Tuesday, August 5, 2008

him

I wonder. When a man meets a new woman who he really vibes with, does he fast forward and say, "Is she the one?" Is this purely a female phenomenon? I don't know a single woman in my world that doesn't. I have been guilty too many times. I did it this past weekend as a matter of fact. I looked Mr. New in the eyes and let my mind wander... I am not sure I could enter into anything vaguely relationship-like without thinking it could end up somewhere significant.

Is that my fatal flaw? I wonder if I was looking for something temporary, if he would appear in my life. where ever he is, what ever he is doing, I wonder if he isn't looking at the same sunset I am wondering about me. It's not likely, but a girl can imagine. Only thing i know is that i cannot wait to meet him. To experience that last first kiss, the long walk down the aisle, the first cry of our second child (already got sweet pea.)

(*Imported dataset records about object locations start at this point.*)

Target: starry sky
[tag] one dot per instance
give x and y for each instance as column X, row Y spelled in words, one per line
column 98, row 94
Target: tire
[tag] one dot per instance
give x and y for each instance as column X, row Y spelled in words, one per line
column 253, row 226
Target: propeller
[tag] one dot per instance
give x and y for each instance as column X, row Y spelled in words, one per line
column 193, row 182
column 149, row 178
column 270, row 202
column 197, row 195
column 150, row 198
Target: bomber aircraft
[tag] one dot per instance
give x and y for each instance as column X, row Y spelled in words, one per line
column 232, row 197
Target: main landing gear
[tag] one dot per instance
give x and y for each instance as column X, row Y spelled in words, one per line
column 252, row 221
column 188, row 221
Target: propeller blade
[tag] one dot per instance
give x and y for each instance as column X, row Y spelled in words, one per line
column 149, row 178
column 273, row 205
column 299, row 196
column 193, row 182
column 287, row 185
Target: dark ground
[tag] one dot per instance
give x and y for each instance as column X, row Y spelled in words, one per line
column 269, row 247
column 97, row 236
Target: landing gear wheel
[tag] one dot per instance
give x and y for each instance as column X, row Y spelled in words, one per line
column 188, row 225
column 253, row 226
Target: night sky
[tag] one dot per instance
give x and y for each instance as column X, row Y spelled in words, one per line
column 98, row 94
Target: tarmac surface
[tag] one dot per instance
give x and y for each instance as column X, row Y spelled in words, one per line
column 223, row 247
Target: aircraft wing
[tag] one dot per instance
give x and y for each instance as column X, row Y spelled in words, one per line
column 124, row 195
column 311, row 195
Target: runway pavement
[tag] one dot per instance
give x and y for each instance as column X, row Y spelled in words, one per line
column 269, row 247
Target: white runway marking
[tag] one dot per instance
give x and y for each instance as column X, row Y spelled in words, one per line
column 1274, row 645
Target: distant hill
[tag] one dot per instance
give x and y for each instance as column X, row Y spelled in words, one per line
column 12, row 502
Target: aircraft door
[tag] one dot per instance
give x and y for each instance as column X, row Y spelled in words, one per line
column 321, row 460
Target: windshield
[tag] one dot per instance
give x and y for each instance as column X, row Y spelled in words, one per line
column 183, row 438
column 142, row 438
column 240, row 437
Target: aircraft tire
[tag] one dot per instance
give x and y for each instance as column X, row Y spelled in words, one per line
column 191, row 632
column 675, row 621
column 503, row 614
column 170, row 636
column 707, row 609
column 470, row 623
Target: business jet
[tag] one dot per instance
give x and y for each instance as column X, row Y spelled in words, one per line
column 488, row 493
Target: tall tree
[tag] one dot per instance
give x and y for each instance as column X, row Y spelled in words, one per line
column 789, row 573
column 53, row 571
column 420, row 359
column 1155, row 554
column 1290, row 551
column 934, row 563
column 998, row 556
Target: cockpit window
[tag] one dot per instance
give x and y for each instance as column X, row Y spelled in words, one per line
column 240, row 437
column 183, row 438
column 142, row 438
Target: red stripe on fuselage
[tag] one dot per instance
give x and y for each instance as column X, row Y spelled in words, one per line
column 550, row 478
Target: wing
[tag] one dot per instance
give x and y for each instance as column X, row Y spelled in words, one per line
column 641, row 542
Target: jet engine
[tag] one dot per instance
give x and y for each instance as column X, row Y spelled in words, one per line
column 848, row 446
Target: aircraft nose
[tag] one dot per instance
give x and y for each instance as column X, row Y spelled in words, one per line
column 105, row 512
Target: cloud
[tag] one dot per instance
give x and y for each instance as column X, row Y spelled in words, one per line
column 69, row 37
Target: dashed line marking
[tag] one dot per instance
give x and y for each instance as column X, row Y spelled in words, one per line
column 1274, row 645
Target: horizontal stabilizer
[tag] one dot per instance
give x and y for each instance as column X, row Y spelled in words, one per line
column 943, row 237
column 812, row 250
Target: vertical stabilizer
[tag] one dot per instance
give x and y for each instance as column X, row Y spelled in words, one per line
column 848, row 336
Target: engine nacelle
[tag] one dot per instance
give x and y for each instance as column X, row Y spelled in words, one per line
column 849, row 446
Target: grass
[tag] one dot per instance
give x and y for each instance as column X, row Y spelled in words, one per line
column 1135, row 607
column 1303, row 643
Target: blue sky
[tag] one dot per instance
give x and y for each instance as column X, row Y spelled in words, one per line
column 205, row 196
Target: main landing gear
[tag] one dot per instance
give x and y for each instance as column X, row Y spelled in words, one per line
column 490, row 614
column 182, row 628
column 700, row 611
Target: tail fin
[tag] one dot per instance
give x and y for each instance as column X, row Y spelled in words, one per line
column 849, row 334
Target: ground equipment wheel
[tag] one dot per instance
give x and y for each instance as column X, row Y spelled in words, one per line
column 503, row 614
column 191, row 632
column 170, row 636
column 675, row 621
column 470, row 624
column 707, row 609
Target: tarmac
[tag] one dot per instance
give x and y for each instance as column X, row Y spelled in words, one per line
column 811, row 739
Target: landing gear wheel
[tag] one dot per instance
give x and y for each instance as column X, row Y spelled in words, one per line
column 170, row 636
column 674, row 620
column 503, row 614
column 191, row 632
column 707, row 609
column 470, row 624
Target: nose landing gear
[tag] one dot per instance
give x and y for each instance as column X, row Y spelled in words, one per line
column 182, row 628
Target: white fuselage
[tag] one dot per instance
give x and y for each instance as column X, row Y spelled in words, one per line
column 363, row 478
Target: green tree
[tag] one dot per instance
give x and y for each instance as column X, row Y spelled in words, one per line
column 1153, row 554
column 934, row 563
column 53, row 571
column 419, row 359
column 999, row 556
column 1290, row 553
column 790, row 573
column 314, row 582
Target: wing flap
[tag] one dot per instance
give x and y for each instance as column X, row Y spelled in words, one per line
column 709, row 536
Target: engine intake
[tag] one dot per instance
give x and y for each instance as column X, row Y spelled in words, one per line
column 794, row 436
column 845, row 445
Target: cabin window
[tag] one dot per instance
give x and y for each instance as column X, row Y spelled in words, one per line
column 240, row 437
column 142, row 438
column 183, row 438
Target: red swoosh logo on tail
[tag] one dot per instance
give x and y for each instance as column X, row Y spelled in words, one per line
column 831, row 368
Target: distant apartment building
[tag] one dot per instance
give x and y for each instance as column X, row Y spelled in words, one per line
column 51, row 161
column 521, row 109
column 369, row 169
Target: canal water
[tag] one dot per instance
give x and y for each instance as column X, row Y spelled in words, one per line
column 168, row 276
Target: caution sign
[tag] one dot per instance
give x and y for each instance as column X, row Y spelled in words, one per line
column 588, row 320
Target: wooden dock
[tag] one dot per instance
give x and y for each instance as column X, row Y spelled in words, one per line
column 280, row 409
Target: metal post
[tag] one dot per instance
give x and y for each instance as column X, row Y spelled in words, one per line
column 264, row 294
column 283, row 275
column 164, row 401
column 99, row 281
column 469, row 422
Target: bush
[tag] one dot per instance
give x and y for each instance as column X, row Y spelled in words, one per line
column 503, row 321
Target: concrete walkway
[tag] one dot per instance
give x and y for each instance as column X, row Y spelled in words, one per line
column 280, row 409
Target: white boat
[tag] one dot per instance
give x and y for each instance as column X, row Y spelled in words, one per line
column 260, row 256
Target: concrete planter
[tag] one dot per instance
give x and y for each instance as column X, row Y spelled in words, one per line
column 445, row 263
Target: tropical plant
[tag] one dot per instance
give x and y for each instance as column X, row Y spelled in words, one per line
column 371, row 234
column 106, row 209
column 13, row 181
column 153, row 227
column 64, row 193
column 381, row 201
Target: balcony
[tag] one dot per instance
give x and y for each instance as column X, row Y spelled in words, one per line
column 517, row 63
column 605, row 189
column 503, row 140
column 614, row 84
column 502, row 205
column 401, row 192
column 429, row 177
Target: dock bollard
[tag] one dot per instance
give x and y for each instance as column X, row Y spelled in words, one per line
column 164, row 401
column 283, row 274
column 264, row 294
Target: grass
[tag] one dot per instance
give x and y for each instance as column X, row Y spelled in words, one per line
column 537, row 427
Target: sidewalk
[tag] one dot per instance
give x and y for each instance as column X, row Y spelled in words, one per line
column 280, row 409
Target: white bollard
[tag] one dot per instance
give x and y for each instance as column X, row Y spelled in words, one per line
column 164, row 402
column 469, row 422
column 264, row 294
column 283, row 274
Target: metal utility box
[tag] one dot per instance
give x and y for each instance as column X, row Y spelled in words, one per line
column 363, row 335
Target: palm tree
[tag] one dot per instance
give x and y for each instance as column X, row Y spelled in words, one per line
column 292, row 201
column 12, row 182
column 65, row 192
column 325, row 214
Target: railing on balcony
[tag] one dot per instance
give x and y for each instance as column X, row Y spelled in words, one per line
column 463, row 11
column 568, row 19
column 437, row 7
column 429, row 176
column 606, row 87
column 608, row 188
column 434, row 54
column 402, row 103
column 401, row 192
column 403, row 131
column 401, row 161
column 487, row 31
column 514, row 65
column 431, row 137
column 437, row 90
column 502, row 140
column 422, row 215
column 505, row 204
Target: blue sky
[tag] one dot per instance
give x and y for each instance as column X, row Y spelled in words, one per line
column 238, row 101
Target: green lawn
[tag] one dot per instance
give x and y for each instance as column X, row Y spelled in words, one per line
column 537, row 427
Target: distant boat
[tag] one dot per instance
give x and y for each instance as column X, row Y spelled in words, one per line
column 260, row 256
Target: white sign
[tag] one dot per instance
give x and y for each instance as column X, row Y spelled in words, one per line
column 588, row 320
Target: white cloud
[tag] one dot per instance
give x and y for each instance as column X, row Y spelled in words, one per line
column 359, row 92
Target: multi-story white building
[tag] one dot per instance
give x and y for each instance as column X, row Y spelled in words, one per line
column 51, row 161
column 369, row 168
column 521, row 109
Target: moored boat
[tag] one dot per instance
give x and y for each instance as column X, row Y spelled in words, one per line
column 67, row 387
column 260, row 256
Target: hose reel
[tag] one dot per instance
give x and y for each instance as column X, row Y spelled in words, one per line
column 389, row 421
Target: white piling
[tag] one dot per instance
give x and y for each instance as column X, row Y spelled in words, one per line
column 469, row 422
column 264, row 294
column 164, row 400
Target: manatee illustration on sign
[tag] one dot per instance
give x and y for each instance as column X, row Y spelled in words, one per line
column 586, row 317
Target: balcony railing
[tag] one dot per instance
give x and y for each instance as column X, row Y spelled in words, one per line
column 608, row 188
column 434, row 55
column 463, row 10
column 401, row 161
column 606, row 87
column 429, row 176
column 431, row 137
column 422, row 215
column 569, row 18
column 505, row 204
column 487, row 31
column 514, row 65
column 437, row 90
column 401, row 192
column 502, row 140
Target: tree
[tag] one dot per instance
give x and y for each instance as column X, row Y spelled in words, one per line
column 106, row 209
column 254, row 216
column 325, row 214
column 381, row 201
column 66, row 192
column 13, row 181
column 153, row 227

I want to have babies, and experience the joy of waiting for the arrival of a child that was planned and wanted by both of us. I cry in the dark sometimes and wonder how long until i meet him. Do i know him already? Are we slowly working our way to each other? (it sure as hell isn't happening rapidly...) What am I being prepared for. How will I know him when I meet him? Will the love come in a tidal wave or in a drizzle?

Lord, wherever he may be tonight, send him on his way to me, I'll try to be ready for him, meet him half way!